Mam trzeci rok D7100, którego męczyłem z Sigmą 18-35 1.8 i mam też D700... Niestety D7100 z Sigmą 18-35 1.8, pomimo pięknego, ostrego i kontrastowego obrazka, wypada blado przy D700 z Sigmą 50 1.4 Art. Nawet po zmniejszeniu rozdzielczości do tej z D700. Oprócz ładniejszej ostrości (co jest odczuciem subiektywnym) dużo lepiej wygląda przejście z ostrości w nieostrość i znacznie przyjemniej dla oka wygląda szum. Właściwie D7100 jest mi potrzebny do wakacyjnych wypadów, bo jest dla mnie mały i lekki, natomiast moim głównym aparatem jest D700. Myślę więc, że @Jacek_Z ma rację... Pomyśl czy na pewno chcesz zaczynać przygodę z DX, mając w planach FXa kiedyś...
Oj, nie zwracasz uwagi na istotne rzeczy. Rozkład GO zależy głównie od odległości do motywu na jaki nastwiłes ostrość i od jego wielkości w kadrze (czyli od skali odwzorowania), a także od tego jak daleko jest drugi plan, ten rozmyty. Więc jak pokazujesz pełniejszy kadr z facetem z FX, a ciasny kadr z DX (i do tego z drugim planem bardzo daleko) to mnie nie dziwi taki efekt. Wiedząc w czym rzecz potrafię ci pokazać zdjęcia z pięknie rozmytym drugim planem zrobionymi kompaktem z mikroskopijna matrycą.
Spróbuj zrobić porównanie obejmując taki sam kadr na DX i na FX. Szczególne jeśli obejmiesz większy obszar na zdjęciu. Bo przy pewnych kadrach (jakie pokazałeś) DX daje radę. Ale na ślubach nie mamy najczęściej możliwości bycia w dowolnym miejscu. Kościół ogranicza. W zdjęciach plenerowych też łatwiej się robi FX. Wtedy prawie wszędzie da się robić z ładnym rozmyciem, na DX musisz się nakombinować. A nie wszystkie lokalizacje pozwolą na takie kombinowanie. Szczególne duże kadry, gdzie jest cała para młoda, widać całą suknie panny młodej itd. - na DX ciężko jest o efekt wow, no chyba, że nam sprzyja miejscówka. A na ślubach trzeba móc zrobić fajne zdjęcia w każdych warunkach, a nie tylko w dobrych. To zasadnicza różnica.
Wysokie ISO to nie jest kwestia jaka podnoszę. Choć ono tez jest na korzyść FX.
W sumie nie wiem po co to piszę.
Moje systemy: Nikon F i Z, Hasselblad, Leica, Pentax, Rolleiflex, FKD Zenity, Praktiki, ruskie dalmierze i około 30 szkiełek.

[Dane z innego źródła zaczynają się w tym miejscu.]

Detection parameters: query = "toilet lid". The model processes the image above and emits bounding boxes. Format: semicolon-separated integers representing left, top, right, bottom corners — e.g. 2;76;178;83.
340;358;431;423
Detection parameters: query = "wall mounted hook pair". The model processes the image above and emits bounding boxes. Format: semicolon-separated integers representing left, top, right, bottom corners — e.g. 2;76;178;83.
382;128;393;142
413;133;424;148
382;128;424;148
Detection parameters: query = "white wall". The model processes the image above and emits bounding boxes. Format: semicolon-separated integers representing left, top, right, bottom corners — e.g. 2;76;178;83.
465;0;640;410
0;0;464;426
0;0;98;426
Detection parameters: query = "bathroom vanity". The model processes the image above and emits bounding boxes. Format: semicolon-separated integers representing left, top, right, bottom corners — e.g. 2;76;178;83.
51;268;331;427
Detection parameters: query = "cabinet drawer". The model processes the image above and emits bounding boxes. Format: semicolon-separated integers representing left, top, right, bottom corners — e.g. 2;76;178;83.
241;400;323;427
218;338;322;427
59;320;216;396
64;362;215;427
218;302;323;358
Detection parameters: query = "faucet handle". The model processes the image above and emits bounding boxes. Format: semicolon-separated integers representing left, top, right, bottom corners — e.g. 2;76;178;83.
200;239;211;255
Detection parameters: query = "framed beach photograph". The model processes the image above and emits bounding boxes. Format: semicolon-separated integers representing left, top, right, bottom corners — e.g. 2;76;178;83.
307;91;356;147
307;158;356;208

Przypadkiem znalazłem gościa na flickr, który absolutnie potwierdził zdjęciami to, co staram się udowodnić od początku dyskusji, to jest, że dobrze dobrany zestaw obiektywów pod DX pozwala otrzymać kapitalne rezultaty. Facet używa teraz FF canona, jednak sporą część galerii obleciał d7000 (lub d5000) + N 35, 50, 85 + fajna obróbka + talent. Polecam obejrzeć dobrą dawkę inspiracji.
https://www.flickr.com/photos/grantm...57627018744433
Chyba powstał w mojej głowie zestaw nr 5 i zastanawiam się czy nie wymienić 80-200/2.8 na 85/1.8D. Na większych ogniskowych czeka lepsza kompresja, a co za tym idzie bokeh, ale trzeba wykupić karnet na siłownię z tą krową.
18-105
35/1.8 G
50/1.8G
85/1.8D / 80-200/2.8
Czemu upierasz się przy tym 18-105, kup sigme 17-50 + co tam lubisz jasnego np 85mm.
Nie słuchasz. To nie zestaw obiektywów to robi.
To kwestia odległości do pierwszego planu i do tła.
Oglądasz wyselekcjonowane zdjęcia. Natomiast na ślubie zestaw zdjęć jest duży i większość fot powstaje w niesprzyjających okolicznościach. I wtedy wyjdzie przewaga formatu FX.
Nie mówie o ISO bo to oczywiste.
Moje systemy: Nikon F i Z, Hasselblad, Leica, Pentax, Rolleiflex, FKD Zenity, Praktiki, ruskie dalmierze i około 30 szkiełek.
18 105 ma plastikowy bagnet przy częstych zmianach obiektywów to wada. Wytrze się. (Co prawda mozna go wymienić ). Metalowy też dostsnie luzów ale jest mocniejszy.
Co do FX i DX to sie nie wypowiem. Moj nastepny aparat będzie prawdopodobnie FX ale raczej nie bedzie mial lustra. Mam nadzieje że bedzie to nikon.